Neither Skeel nor I can confirm or deny our time in North Korea was the basis for the movie, although I’m at liberty to say, Il was far from our event, only present by way of the striking lapel pins worn by the waitresses at the banquet. These same waitresses resisted my repeated requests to purchase said pin until two nice men in suits and earpieces asked me to stop asking for them. Will do, but seriously, do you know how far $20 USD would go in that economy?
Which brings me to my best understanding of why Sony caved to the North Korean threats.
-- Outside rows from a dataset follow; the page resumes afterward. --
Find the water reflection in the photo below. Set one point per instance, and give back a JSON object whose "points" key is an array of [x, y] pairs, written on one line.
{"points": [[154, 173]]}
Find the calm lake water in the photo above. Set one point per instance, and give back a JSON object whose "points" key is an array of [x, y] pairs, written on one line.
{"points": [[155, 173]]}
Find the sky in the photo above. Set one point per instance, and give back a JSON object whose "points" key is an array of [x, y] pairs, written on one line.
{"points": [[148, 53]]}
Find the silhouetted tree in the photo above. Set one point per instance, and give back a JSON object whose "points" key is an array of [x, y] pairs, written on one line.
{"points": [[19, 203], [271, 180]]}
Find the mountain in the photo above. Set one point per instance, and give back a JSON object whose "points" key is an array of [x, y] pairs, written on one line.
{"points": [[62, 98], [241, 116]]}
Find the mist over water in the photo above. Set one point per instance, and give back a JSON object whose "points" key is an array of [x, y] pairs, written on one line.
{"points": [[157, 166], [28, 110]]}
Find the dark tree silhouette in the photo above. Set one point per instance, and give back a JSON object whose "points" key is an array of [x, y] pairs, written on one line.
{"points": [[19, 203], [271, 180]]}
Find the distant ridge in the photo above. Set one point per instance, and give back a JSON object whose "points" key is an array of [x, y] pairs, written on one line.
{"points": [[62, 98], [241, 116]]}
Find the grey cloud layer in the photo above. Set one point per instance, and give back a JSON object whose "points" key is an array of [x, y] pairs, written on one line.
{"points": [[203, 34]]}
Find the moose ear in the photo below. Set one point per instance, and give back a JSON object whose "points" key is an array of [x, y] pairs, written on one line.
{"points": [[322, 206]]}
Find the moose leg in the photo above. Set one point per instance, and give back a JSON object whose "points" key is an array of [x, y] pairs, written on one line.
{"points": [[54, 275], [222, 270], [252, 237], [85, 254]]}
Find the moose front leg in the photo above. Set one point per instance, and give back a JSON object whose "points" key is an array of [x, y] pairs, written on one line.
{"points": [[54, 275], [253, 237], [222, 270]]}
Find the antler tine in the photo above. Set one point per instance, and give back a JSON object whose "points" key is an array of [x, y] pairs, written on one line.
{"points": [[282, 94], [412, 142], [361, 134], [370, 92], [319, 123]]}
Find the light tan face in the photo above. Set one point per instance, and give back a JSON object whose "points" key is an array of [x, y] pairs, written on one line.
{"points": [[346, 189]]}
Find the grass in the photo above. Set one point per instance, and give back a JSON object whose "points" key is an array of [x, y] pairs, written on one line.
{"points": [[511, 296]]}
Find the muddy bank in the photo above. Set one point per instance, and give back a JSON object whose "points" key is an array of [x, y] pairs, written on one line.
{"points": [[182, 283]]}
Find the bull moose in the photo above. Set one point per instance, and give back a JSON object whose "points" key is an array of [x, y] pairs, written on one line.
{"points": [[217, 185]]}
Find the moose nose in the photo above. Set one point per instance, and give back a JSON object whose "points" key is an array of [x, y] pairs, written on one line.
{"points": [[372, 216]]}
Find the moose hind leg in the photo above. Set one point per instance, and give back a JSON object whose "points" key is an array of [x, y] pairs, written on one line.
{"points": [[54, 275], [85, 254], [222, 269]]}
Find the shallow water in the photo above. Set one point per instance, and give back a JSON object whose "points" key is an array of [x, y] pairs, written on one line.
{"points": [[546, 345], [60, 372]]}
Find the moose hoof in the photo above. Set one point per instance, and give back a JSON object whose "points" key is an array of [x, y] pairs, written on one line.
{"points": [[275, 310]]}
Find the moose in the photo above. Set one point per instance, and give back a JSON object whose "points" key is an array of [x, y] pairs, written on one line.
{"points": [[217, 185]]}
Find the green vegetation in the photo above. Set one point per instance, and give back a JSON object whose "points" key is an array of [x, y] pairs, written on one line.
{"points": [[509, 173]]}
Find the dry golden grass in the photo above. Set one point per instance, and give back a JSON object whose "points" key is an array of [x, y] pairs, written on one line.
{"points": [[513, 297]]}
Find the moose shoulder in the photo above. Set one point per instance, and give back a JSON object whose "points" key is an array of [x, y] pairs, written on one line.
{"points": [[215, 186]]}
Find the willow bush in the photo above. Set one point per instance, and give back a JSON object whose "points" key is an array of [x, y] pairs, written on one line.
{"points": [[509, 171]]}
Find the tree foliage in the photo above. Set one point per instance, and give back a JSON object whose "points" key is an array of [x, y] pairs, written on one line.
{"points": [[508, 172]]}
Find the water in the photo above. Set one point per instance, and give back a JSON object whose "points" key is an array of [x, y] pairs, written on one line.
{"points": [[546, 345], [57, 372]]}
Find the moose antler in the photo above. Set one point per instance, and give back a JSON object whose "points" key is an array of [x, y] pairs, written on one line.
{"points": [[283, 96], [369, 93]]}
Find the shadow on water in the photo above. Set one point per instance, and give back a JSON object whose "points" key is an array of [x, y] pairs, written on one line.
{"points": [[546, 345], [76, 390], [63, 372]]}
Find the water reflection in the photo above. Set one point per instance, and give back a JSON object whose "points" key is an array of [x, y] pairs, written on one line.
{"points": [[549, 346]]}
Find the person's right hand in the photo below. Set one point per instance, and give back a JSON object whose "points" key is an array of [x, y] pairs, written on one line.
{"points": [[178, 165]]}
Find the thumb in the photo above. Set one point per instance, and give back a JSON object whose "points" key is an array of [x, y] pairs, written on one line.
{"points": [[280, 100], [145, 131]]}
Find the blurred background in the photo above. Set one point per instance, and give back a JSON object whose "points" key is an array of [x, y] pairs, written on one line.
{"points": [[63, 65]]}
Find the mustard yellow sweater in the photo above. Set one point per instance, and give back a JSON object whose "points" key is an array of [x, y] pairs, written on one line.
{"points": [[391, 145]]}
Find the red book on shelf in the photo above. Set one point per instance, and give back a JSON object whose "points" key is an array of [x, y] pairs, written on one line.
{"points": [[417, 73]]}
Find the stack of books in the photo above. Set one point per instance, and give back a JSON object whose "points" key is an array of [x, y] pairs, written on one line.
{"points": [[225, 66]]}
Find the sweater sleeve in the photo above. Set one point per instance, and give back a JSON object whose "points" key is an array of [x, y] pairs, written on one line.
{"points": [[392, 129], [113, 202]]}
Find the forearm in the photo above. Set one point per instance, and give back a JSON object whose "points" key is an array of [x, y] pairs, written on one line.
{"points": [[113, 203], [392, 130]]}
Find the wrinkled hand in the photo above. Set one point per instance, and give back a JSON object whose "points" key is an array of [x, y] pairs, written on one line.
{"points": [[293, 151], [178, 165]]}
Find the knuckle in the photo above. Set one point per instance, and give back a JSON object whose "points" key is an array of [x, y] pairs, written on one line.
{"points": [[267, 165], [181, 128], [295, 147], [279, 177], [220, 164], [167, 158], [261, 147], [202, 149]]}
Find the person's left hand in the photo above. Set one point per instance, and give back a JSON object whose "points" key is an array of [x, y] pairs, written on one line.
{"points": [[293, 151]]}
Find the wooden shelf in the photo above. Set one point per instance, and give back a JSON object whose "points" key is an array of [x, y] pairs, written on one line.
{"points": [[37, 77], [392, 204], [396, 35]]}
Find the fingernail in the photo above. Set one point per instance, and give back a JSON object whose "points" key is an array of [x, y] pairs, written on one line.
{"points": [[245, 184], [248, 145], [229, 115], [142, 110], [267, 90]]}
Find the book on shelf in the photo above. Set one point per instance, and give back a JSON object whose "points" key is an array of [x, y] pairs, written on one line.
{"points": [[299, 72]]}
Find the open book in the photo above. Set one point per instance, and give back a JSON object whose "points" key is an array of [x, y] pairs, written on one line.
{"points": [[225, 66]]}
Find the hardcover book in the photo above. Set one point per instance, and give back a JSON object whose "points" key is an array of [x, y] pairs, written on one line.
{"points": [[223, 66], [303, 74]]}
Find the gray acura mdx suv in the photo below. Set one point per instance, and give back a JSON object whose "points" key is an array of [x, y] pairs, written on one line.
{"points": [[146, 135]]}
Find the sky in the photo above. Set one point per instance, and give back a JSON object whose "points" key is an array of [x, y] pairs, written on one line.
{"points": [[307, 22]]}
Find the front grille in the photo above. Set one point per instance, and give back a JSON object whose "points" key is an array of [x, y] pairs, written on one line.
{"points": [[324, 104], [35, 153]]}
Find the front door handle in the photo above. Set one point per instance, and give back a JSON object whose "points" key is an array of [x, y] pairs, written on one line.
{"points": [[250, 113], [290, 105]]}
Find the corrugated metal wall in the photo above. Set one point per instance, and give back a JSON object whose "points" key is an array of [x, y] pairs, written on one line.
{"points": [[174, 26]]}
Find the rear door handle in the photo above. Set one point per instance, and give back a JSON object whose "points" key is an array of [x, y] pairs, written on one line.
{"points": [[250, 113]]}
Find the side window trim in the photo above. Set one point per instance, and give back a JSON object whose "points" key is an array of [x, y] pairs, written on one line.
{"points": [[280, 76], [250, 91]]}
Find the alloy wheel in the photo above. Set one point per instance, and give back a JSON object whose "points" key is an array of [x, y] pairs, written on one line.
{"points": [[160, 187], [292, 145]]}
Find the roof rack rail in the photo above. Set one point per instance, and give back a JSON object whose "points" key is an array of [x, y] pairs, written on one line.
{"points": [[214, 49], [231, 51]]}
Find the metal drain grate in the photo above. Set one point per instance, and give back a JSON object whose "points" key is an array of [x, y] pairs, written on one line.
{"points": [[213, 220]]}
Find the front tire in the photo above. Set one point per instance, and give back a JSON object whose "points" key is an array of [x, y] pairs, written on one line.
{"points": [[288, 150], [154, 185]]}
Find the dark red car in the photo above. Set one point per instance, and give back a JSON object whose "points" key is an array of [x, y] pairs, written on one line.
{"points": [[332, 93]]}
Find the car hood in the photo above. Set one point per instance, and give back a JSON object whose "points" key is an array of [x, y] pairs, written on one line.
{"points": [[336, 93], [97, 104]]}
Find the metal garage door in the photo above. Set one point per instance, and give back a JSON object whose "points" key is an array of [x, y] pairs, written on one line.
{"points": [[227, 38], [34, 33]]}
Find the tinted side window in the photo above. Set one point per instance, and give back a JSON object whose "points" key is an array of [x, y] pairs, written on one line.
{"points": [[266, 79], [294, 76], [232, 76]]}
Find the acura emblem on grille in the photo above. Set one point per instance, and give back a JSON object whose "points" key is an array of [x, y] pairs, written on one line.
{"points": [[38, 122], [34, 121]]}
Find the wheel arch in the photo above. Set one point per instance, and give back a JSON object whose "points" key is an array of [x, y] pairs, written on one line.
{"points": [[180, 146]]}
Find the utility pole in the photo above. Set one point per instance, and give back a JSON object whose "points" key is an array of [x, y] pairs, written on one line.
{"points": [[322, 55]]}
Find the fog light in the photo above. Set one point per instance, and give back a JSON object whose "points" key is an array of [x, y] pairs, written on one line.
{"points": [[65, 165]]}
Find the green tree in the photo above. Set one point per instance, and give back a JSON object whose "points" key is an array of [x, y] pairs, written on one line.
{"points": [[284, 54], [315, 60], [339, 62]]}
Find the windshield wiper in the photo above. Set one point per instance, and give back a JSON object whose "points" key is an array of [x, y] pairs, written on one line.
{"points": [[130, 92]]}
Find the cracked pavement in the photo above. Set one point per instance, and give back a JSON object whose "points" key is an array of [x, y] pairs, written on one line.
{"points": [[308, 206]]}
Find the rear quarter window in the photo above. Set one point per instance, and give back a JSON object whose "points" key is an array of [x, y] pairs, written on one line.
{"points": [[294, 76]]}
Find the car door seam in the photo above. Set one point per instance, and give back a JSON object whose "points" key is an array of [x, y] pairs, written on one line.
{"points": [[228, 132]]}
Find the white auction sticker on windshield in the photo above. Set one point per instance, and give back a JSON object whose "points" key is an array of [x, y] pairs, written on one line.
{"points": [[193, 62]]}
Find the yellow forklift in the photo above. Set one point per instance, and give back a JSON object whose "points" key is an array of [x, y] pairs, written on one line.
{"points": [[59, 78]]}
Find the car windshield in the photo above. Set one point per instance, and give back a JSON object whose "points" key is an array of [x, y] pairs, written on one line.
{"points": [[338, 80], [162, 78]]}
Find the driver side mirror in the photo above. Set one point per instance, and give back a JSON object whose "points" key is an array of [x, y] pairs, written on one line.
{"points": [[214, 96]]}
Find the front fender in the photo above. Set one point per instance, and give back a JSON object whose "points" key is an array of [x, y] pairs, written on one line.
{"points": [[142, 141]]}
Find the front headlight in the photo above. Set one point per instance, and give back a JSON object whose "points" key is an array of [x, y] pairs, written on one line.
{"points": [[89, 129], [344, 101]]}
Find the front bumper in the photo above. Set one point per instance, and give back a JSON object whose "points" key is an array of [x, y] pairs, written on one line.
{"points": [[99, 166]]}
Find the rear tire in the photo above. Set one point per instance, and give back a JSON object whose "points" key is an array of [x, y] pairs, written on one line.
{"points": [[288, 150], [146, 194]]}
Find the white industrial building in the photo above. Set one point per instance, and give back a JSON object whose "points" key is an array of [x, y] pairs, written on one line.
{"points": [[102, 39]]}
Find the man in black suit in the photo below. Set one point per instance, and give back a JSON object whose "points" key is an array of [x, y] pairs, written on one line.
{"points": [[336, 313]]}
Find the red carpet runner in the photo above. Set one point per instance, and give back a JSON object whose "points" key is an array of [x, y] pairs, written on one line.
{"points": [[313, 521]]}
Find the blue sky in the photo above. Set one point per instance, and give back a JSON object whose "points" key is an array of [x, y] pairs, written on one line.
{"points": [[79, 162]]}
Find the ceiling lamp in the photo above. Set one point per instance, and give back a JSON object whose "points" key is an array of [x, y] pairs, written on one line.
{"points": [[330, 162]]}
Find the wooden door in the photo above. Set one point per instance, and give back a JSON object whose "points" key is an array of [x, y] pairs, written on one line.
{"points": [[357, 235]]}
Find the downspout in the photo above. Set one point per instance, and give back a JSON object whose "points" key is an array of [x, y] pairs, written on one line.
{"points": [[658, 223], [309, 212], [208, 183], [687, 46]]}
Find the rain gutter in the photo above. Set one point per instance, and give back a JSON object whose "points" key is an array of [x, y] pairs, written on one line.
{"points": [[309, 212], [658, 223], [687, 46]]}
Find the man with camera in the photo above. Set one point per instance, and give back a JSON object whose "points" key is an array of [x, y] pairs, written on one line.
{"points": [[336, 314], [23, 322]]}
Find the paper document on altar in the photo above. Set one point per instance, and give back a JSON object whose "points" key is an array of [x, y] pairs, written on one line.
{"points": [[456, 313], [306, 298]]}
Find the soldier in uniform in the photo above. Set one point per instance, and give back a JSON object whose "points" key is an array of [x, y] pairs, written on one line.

At the time, and presumably to this day, there is a tenuous relationship between North Korea and Japan. The geopolitical dynamics are not easy for many Americans to understand. Think U.S.-Cuba.
North Korea desperately needs economic infusions of any kind; if Japan’s private sector is willing to turn Korea’s east coast into Club Med and bring in millions of tourism dollars each year, then both sides seem fine with turning a blind eye to more political issues. I wouldn’t be surprised if many of Sony’s top executives hadn’t vacationed in North Korea. It doesn’t surprise me that Sony made the decision to yank the movie. There is far more at stake here than Americans believing their free speech rights are being trampled. That view is not close to the big picture, so to speak.
That wealthy Japanese find something mystical and tantalizingly forbidden about vacationing in North Korea has given rise to resorts like the one where I stayed, world-class golf courses, spas and entertainment parks. The irony is, of course, that locals are strictly prohibited from being near these resorts so as not to spoil the ambiance for visitors. Never mind that the golf course we toured had been the site of a small village the year before. But, what’s displacing a couple hundred poor people when you can backfill with jetsetters? Or the occasional middle-class Americans?
“As you depart the bus, there is a gift shop to your right where you may review many of the handmade local items,” said the same tour guide who quizzed us about our nationality. “But, please note that it only accepts North Korean and United States dollars.”
(Above photos show North Korean golf course and restaurant at Hyundai resort.)